Gāye, deryâları bulmak. Şelâle olup akmak, yerleri yırtarak geçmenin ötesinde, denize kavuşmak. Yûnus gibi derviş olmak.
“Deryâlar içinde susuz gezerim
Beni kandıracak umman bulunmaz.”
Erzurumlu İbrâhim Hakkı (ks) gibi sonsuzluğa göz dikmek.
“Aşktır vâsıta-i vuslat-ı yâr
Aşktır râbıta-i kurb-i nigâr”
Yāni yâr-ı hakīkī olan Cenâb-ı Mevlâ’ya ulaşmanın vâsıtası, O’na yakınlığın imkânı aşktır. Yanmanın yakılmanın, adam olup irfâna ermenin geçitlerinden biridir aşk.
Fuzulî: “Aşk imiş her ne var ālemde. İlim, bir kıyl-ü kāl imiş ancak.”
Dünyâda her ne var ise kaynağı aşktır; İlim ise kuru bir laftan ibâret.
Duygularını temiz bir aşkla, iffet süzgecinden geçiren pâk olur ancak. Mecnun Mevlâ deyince arındı. Sanem diyen Zeleyha, Samed deyince duruldu.
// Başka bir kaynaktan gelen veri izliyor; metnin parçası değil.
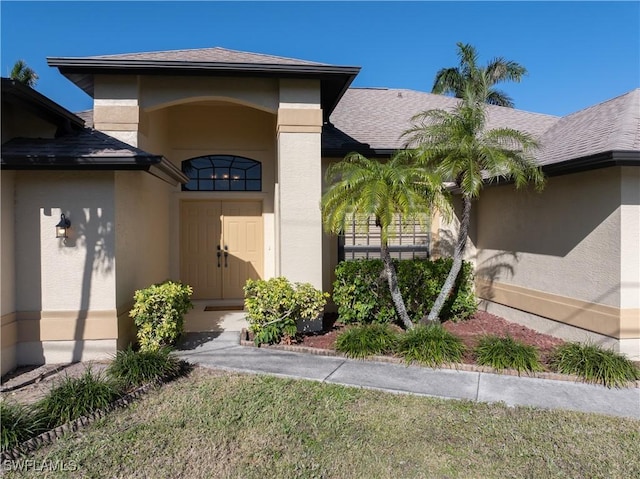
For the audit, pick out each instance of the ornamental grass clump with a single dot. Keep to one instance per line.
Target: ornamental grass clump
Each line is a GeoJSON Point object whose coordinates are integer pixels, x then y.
{"type": "Point", "coordinates": [431, 345]}
{"type": "Point", "coordinates": [366, 340]}
{"type": "Point", "coordinates": [18, 423]}
{"type": "Point", "coordinates": [79, 396]}
{"type": "Point", "coordinates": [131, 368]}
{"type": "Point", "coordinates": [507, 353]}
{"type": "Point", "coordinates": [594, 364]}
Mecnûn’a sordular Leylâ nic’oldu
Leylâ gitdi adı dillerde kaldı
Benim gönlüm şimdi bir Leylâ buldu
Yürü Leylâ ki ben Mevlâ’yı buldum
Leylâ Leylâ derken Allâh’ı buldum
Said Nursî (ks) Hakk Teālâ’yı bulmayı, ummanlara dalmayı şarta bağlar. O da Hakk emrine ittibâ, uymaktır.
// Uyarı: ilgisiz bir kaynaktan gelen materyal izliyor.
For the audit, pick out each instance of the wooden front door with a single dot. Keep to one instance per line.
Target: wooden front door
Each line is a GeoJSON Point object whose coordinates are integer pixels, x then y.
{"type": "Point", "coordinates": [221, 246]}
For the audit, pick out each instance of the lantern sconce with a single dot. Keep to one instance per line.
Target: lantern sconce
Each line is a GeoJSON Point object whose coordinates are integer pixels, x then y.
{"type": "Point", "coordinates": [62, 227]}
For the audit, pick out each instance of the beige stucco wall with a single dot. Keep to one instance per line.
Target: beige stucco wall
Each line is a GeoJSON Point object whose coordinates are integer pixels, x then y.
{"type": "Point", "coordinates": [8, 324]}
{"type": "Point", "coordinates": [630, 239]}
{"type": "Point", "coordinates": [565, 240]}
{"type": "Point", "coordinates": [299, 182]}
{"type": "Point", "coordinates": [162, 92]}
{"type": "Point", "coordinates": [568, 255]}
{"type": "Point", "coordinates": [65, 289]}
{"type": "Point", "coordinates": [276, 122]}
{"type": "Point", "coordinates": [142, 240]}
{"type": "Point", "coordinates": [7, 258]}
“Cemâline muhabbet etmek, celâlinden havf etmek”.
Mevlânâ (ks): “Sır gibi seversen eğer murâdın gerçekleşir. Çünkü tohum toprağa gizlenirse yeşerir.”
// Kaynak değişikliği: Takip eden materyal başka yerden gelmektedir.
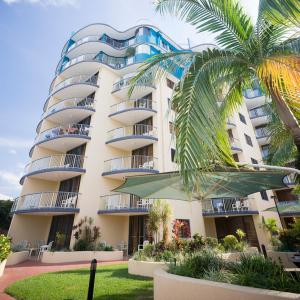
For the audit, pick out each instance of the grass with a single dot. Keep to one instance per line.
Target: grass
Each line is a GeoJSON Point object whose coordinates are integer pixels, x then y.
{"type": "Point", "coordinates": [112, 282]}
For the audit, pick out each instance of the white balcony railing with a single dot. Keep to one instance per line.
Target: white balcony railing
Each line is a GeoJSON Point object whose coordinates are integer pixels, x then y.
{"type": "Point", "coordinates": [135, 130]}
{"type": "Point", "coordinates": [68, 130]}
{"type": "Point", "coordinates": [56, 161]}
{"type": "Point", "coordinates": [75, 80]}
{"type": "Point", "coordinates": [46, 200]}
{"type": "Point", "coordinates": [131, 162]}
{"type": "Point", "coordinates": [124, 202]}
{"type": "Point", "coordinates": [227, 205]}
{"type": "Point", "coordinates": [131, 104]}
{"type": "Point", "coordinates": [69, 103]}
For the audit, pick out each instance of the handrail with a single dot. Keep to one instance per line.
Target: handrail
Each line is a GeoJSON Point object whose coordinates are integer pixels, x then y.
{"type": "Point", "coordinates": [130, 162]}
{"type": "Point", "coordinates": [72, 129]}
{"type": "Point", "coordinates": [124, 202]}
{"type": "Point", "coordinates": [137, 103]}
{"type": "Point", "coordinates": [137, 129]}
{"type": "Point", "coordinates": [58, 199]}
{"type": "Point", "coordinates": [67, 103]}
{"type": "Point", "coordinates": [55, 161]}
{"type": "Point", "coordinates": [74, 80]}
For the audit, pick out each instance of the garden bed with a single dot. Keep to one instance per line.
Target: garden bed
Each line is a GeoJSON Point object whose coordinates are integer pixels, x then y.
{"type": "Point", "coordinates": [283, 257]}
{"type": "Point", "coordinates": [145, 268]}
{"type": "Point", "coordinates": [15, 258]}
{"type": "Point", "coordinates": [77, 256]}
{"type": "Point", "coordinates": [169, 286]}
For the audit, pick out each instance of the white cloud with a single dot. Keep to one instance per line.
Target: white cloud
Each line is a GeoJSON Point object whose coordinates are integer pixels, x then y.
{"type": "Point", "coordinates": [15, 142]}
{"type": "Point", "coordinates": [5, 197]}
{"type": "Point", "coordinates": [45, 2]}
{"type": "Point", "coordinates": [12, 151]}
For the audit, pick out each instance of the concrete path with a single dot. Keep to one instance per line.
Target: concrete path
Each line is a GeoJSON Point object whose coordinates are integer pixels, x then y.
{"type": "Point", "coordinates": [30, 268]}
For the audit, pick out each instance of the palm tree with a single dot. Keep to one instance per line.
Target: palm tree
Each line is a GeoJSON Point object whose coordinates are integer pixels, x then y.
{"type": "Point", "coordinates": [247, 55]}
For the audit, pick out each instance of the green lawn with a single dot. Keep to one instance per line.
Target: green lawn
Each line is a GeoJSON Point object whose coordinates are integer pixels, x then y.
{"type": "Point", "coordinates": [112, 282]}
Bal peteğe sırlanınca korunur. Sâlik “serimizi başımızı veririz, sırrımızı vermeyiz” dediği için, daha büyük fazla ikrâma lâyık olur.
El arabasında satılır ayna tarak, iğne iplik. Altın gümüş, yâkut zümrüt şifreli kasalarda saklanır.
Kulluğun esrârı da gizlidir gönüllerde. Îmanda mārifet, namazda haşyet, oruçta takvâ, hacda âhirete göç, zekâtta pâklık, dostukta, cihadda ve bütün tāatte rızā, kalbdedir. Meyve kabuğuyla yenmez, sağlıklı mīdeye inmez. İbâdetlerde Allah Teālâ’yı görür gibi ibâdet edip, sen O’nu görmüyor olsan da O’nun seni gördüğünü bilerek, ihsanla yapılan kulluk, kabûl dergâhına ulaşır. Yiyecek ve içeceğin nasıl tadı alınırsa, kulluğun da tad ve lezzeti alınır. Eğer mīde hasta, koronavirüs olmamışsa, yediklerinin lezzet ve kokusunu duyar. Nefs ıslâh olur, sultānî ruh gālib olursa, takvânın, mārifetüllâhın zevki duyulur.